Bauern erleichtert über Kälte: "Das tut den Böden gut"
FOTO: dpa, msc htf
Krefeld. Die Bauern der Region atmen auf: Die Kälte bekommt den Böden. "Uns Landwirte freut es, denn das Wetter kommt unseren Kulturen und Böden zugute", erklärt Paul-Christian Küskens von der Kreisbauernschaft Krefeld-Viersen. "Die niedrigen Temperaturen wirken sich positiv auf die Bodenstruktur aus." In frostigen Nächten entstehe die sogenannte Bodengare.

Dabei gefriert das Wasser im Boden und dehnt sich aus. Erdklumpen werden dadurch zerkrümelt, der Boden gelockert. "So bekommen wir perfekte Bedingungen für die Frühjahrsarbeiten und die Aussaat von Rüben oder Kartoffeln", so Küskens. Der Winterweizen hätte kein Problem mit der Kälte, im Gegenteil: Er benötige Kältereize, um aus seiner Vegetationsruhe zu erwachen. "Man nennt das Vernalisation. Durch die Kälte wird das Wachstum der Pflanzen angeregt." Schaden durch die Kälte würden höchstens Schädlinge wie Läuse oder Mücken nehmen.

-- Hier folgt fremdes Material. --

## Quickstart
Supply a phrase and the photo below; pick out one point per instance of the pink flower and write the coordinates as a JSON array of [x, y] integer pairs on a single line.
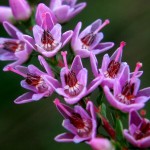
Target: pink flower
[[15, 48], [100, 144], [89, 39], [65, 10], [80, 123], [126, 95], [138, 133], [73, 85], [6, 14], [111, 68], [20, 9], [34, 82]]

Wichtig sei es nun, dass es nicht zu viel Regen gäbe, damit die Böden weiterhin befahrbar bleiben und es bald losgehen kann mit Mais, Rüben und Frühkartoffeln.

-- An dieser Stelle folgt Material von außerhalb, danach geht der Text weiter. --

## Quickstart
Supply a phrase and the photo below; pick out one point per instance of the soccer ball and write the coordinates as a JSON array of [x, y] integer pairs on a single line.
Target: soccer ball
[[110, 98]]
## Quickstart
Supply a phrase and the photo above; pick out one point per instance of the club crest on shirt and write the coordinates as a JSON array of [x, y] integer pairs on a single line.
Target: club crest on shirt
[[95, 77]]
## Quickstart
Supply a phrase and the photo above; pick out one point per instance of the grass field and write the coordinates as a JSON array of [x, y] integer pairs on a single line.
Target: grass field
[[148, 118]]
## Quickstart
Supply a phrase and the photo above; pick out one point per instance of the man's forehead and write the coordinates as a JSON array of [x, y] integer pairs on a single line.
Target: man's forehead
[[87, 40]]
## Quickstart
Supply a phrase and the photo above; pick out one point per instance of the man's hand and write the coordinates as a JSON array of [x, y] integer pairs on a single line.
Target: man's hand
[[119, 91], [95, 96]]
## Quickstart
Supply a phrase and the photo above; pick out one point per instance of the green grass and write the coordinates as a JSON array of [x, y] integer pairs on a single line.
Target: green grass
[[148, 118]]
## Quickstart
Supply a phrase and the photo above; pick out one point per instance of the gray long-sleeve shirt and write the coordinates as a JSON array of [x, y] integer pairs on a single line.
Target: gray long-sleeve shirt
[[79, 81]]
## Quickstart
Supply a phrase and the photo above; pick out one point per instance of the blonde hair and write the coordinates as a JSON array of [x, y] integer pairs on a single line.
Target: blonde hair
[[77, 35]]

Im Januar hatten die Bauern mit Sorge den bis dahin feuchten, warmen Winter registriert. Hätten sie die feuchten Böden maschinell auflockern müssen, hätten man mehr kaputtgemacht als Gutes für die Pflanzen bewirkt, hatte Küskens seinerzeit gesagt. Auch moderne Trecker mit sehr breiten Reifen würden nassen Boden zu stark verdichten. "Auf den Reifenspuren wäre der Ertrag deutlich geringer; und das wären etliche Quadratmeter pro Feld", so Küskens seinerzeit.